Notes on the Wandering Mind 4: Mystical Mindwandering - Question as Quest

“When this great one was weaned, he began to wander in his mind…”

– Maimonides on Abraham

The prioritization of the personal, inner dimension of experience as the driver of a spiritual life with wandering at its heart is what one prominent 16th century kabbalist identified as the quality that drew God to Abraham – the reason for his selection as the Jewish Prototype. Commenting on a passage in the Zohar prefacing the Lekh-Lekha moment of the divine call, Rabbi Simeon Lavi – who knew something about the rigors of Wandering and the qualities required to meet them, having been exiled from Spain to Morocco as a child, kidnapped and ransomed on his way to the Holy Land, eventually settling in a Tripoli, a place he had not even intended to visit, much less become the Chief Rabbi of for the rest of his life – explains, 

The Zohar brought all these prefatory remarks only to praise the greatness of Abraham – in that he awakened himself from within himself to seek and pursue God, without any teacher or mentor to guide or admonish him. And it is because of this that he was brought close. And it is because of this that he was called “Beloved.” (Psalm 45:8; Ketem Paz, Lekh-lekha; emphasis added)

Which raises a question: can any question be a quest? 

Which naturally can only be answered with another question: Does it feel important enough to hold onto?
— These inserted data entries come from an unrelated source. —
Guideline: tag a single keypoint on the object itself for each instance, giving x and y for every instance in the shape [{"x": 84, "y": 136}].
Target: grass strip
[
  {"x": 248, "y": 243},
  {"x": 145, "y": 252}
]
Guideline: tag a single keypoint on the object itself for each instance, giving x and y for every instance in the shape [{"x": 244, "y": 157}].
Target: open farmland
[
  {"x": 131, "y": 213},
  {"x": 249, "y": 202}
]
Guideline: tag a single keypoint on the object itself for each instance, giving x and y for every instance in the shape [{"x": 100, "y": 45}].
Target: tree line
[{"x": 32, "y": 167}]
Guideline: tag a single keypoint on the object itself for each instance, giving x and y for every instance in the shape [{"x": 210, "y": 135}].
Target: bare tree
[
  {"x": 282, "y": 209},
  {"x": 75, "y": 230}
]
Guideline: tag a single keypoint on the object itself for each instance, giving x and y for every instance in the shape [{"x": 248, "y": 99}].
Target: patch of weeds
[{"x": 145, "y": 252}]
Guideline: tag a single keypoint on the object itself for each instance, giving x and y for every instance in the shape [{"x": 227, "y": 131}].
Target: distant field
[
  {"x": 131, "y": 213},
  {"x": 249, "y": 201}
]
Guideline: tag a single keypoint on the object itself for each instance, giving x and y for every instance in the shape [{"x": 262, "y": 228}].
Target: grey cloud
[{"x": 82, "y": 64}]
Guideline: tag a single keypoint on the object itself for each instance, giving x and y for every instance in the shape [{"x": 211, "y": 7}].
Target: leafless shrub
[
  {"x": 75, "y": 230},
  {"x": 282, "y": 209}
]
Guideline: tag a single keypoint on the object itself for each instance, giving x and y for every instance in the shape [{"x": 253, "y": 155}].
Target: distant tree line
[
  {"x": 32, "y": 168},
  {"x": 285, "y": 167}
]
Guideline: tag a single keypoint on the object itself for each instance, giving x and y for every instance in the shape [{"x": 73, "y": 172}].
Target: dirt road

Does it compel the imagination to follow it across all borders, past fixed horizons, into unknown lands?

Any question can be a quest, as long as you experience it as a glitch in the matrix of reality that others seem not to see or appreciate — but on your life you can’t un-see, un-think, or or un-know.

To be clear, this is not only a question of raw desire and iron will: holding onto a question, and allowing oneself to be held by a question – in the face of contradictions, distractions, and the perpetual temptation to settle for self-flattering apologetics and forfeit the elusive resonance of inner truth – is also a skill that can be practiced and reinforced.  

The skill of Mindwandering: holding a well-conditioned internal space for the passionate, open-ended pursuit an unresolved question, contradiction, or quandary. 

According to Maimonides, the skill embodied by Abraham.